As I indicated earlier, the standard classes do not appear as files or directories on your hard disk. They are packaged up in a single compressed file, rt.jar, that is stored in the jre/lib directory. This directory is created when you install the JDK on your computer. A .jar file is a Java archive - a compressed archive of Java classes. The standard classes that your executable program requires are loaded automatically from rt.jar, so you don’t have to be concerned with it directly at all.

Java Program Structure

Let’s summarize how a Java program is structured:

[1] A Java program always consists of one or more classes.

[2] You typically put the program code for each class in a separate file, and you must give each file the same name as that of the class that is defined within it.

[3] A Java source file name must have the extension .java. Thus your file containing the class Hat will be called Hat.java and your file containing the class BaseballPlayer must have the file name BaseballPlayer.java.

This program clearly majors on apparel, with four of the five classes representing clothing. Each source file contains a class definition, and all of the files that go to make up the program are stored in the same directory. The source files for your program contain all the code that you wrote, but this is not everything that is ultimately included in the program. There is also code from the Java standard class library, so let’s take a peek at what that can do.

Advantages of Using Objects

As I said at the outset, object-oriented programs are written using objects that are specific to the problem being solved. Your pinball machine simulator may well define and use objects of type Table, Ball, Flipper, and Bumper. This has tremendous advantages, not only in terms of easing the development process and making the program code easier to understand, but also in any future expansion of such a program. Java provides a whole range of standard classes to help you in the development of your program, and you can develop your own generic classes to provide a basis for developing programs that are of particular interest to you.

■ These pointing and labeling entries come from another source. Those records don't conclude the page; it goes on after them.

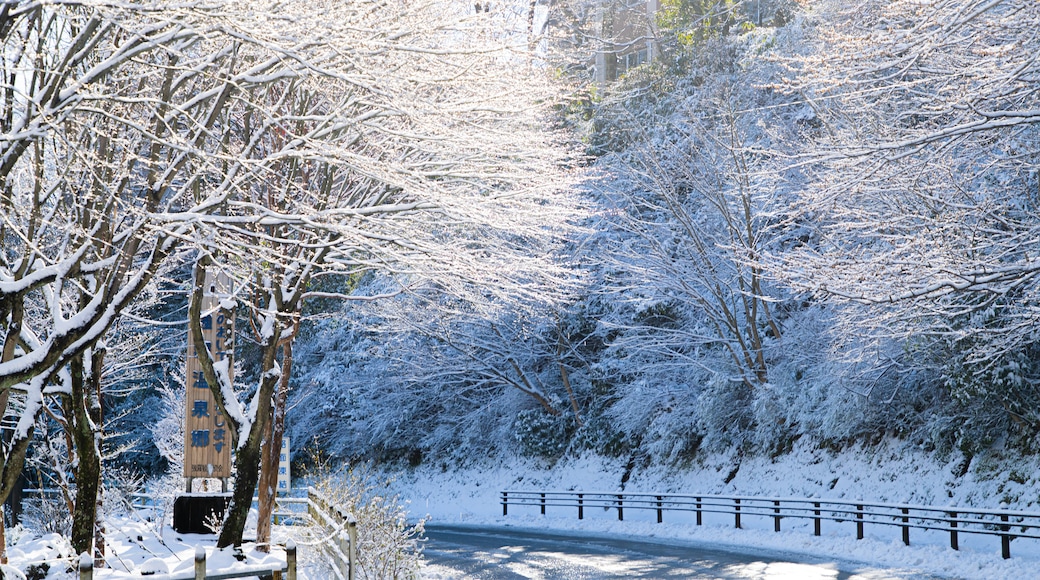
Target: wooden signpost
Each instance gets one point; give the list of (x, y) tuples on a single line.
[(207, 442), (284, 471)]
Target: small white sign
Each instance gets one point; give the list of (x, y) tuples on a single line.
[(284, 471)]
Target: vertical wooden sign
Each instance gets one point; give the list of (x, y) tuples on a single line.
[(207, 442), (284, 471)]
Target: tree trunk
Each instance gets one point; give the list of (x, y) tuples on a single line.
[(85, 424), (269, 463)]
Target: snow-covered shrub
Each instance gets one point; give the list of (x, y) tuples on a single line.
[(541, 435), (388, 545)]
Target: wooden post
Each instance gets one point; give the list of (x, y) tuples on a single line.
[(290, 559), (200, 562), (345, 545), (1005, 537), (85, 567), (859, 522), (815, 518), (352, 556)]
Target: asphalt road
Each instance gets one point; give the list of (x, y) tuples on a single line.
[(505, 553)]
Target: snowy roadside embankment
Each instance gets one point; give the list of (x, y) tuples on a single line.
[(892, 472)]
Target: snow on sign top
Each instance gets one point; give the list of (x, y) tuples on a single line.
[(207, 441)]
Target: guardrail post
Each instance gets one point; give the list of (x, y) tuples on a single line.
[(290, 559), (85, 567), (859, 522), (1005, 537), (200, 562), (815, 518)]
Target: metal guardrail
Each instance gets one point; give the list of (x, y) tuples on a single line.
[(1005, 524), (341, 529)]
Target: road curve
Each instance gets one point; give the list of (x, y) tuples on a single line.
[(496, 553)]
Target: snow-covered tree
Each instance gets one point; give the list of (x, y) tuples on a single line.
[(132, 129), (920, 212)]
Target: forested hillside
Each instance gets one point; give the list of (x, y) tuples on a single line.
[(805, 220)]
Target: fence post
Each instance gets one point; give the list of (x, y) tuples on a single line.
[(85, 567), (815, 518), (200, 562), (290, 559), (1005, 537), (859, 522), (352, 556)]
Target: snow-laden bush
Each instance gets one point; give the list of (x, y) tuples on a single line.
[(388, 545)]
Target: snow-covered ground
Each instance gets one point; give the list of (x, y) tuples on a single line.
[(889, 473), (893, 472)]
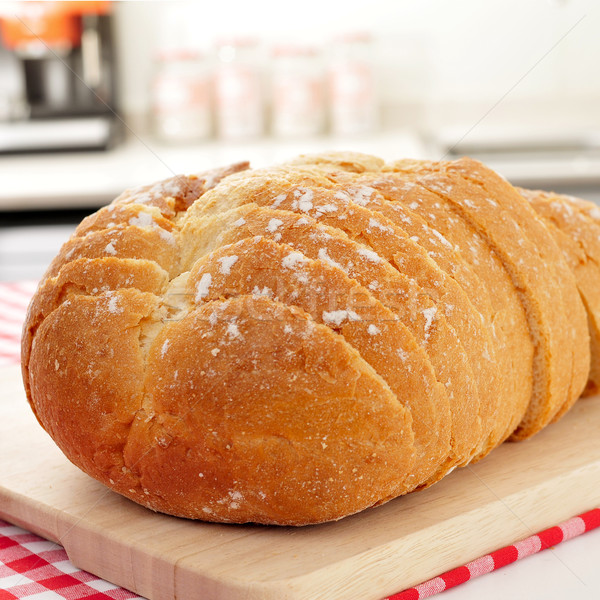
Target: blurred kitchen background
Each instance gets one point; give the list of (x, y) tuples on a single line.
[(96, 97)]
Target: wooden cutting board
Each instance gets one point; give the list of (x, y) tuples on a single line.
[(518, 490)]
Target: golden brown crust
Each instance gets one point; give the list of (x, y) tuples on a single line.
[(293, 344), (577, 236)]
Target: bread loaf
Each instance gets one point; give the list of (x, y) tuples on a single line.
[(292, 345)]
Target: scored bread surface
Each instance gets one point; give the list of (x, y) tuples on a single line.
[(294, 344)]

Because an object includes the methods that can operate on it as well as the data that defines it, programming using objects is much less prone to error. Your object-oriented Java programs should be more robust than the equivalent in a procedural programming language. Object-oriented programs take a little longer to design than programs that do not use objects since you must take care in the design of the classes that you will need, but the time required to write and test the code is sometimes substantially less than that for procedural programs. Object-oriented programs are also much easier to maintain and extend.